Rob Campbell saw his first production of Shakespeare's Titus Andronicus about 22 years ago, at Yale School of Drama. He fell in love with it over time. It's actually not an easy play to love. Oft-maligned for being salaciously violent and grisly — I can tell you, without spoiling it, that there are multiple mutilations, a rape, and a cannibalism scene akin to the meat pies in Sweeney Todd — the play has garnered many unflattering tag lines. Salon reviewer Charles Taylor described it as "very near to Elizabethan pulp." PopMatters critic Cynthia Fuchs said it was "Shakespeare's most notoriously meltdown play." The 1999 film by Julie Taymor didn't do anything to burnish the play's reputation.

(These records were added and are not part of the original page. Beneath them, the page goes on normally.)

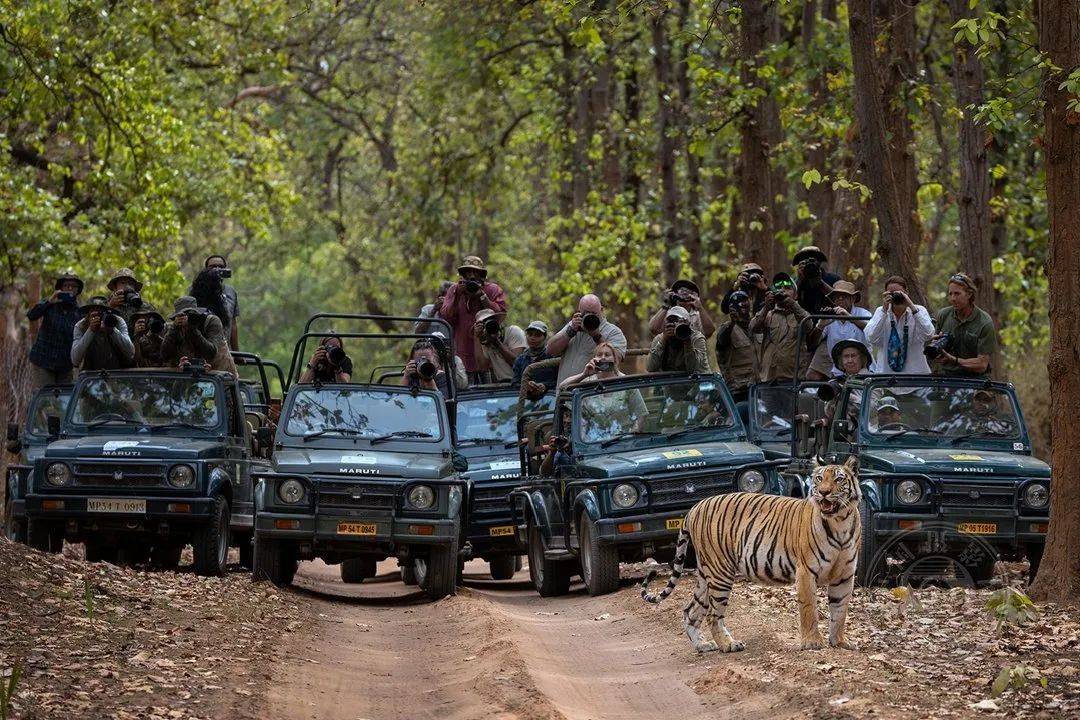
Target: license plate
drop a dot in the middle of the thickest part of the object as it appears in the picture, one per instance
(356, 528)
(108, 505)
(977, 528)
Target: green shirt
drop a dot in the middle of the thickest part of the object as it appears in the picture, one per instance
(970, 338)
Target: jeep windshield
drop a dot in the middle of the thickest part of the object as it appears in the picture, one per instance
(653, 413)
(493, 420)
(942, 416)
(364, 413)
(120, 403)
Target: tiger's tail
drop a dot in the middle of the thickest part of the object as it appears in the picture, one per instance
(677, 570)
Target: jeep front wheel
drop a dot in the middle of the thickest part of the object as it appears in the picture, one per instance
(210, 544)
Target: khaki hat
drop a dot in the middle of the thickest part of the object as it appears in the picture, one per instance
(472, 262)
(121, 274)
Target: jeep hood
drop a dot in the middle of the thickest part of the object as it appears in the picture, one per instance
(362, 463)
(691, 458)
(953, 461)
(134, 446)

But Campbell said that he sees Titus as the work of a young writer just beginning to explore themes that later appear in King Lear and Richard III — such as that of the old man whose adherence to tradition is part of his undoing. In the current production at California Shakespeare Theater, famed local actor James Carpenter plays Titus, the Roman general who is anointed emperor at the behest of his brother. Anna Bullard is his daughter Lavinia. Stacy Ross is Tamora, the villainous Queen of Goths — and Titus' arch rival. And Campbell is Saturninus, the unsteady power-monger to whom Titus eventually cedes his throne.
Always vacillating between his own self-interest, and his thin sense of familial obligation, Saturninus is perhaps the most interesting character in the play. He's one of those guys who becomes evil by example — or, more accurately, because at the end of the first act he hooks up with Tamora. He's the consummate stooge.
Or so thought Campbell, who plays Saturninus as an unreliable shape-shifter whose actions are hard to predict. Every time you think he's going to take the high road, he turns around and becomes a bad guy again. Cal Shakes marketing director Marilyn Langbern said the performance made her shiver. "He's scary good."
But the real Rob Campbell is thoughtful and soft-spoken. He's spent a good deal of time studying the play and psychoanalyzing his character. "He's clearly a very damaged guy," Campbell said, eating a candy bar as he waited for rehearsal to start last Thursday. "You see really quickly, from the beginning of the first act to the end of the first act, that his damage is dangerous. He's immediately attracted to one of the two villains of the play."
And it's easy to see why, when you consider the seductive powers of Queen Tamora. To Campbell, she supplies a kind of "evil moxie" that seems unique to Shakespearian femme fatales. Ross, who played Lady Macbeth in another Cal Shakes production overseen by the same director (Joel Sass, who is quickly establishing himself as an Oliver Stone of Elizabethan theater), seems like a perfect choice for the role. Thin and bird-like, she's capable of transforming into the kind of manipulator who feeds on male weakness. In Macbeth, she chewed up and immediately disgorged her husband's insecurities, easily molding him into the type of man she wanted. In Titus, she's vicious, Campbell assured. "I think Tamora's confidence, her extreme clarity as a villain — that's extremely hot. It's a total turn-on"
Not every Saturninus is genuinely attracted to Tamora. Many directors try to soft-pedal their relationship so that it appears to be all about power and opportunity. Some actors play Saturninus as a lily-livered, ill-tempered brat — such was the tack that Alan Cumming took in the 1999 Hollywood version. Some even render him a closet homosexual, whose marriage is but a ruse. Campbell's Saturninus is much more alluring. He's a sexual being, he's inscrutable, he's obviously insane but there's a reason behind his madness. He's not a foil for Tamora, but he might actually be a good partner.
Campbell has played other troubled men — including Reverend Hale in The Crucible and Ethan Watson in Sex and the City — and thus has no problem tackling Shakespeare's most repellant bad guy (or one of them, at least). In fact, he plays the role with gusto.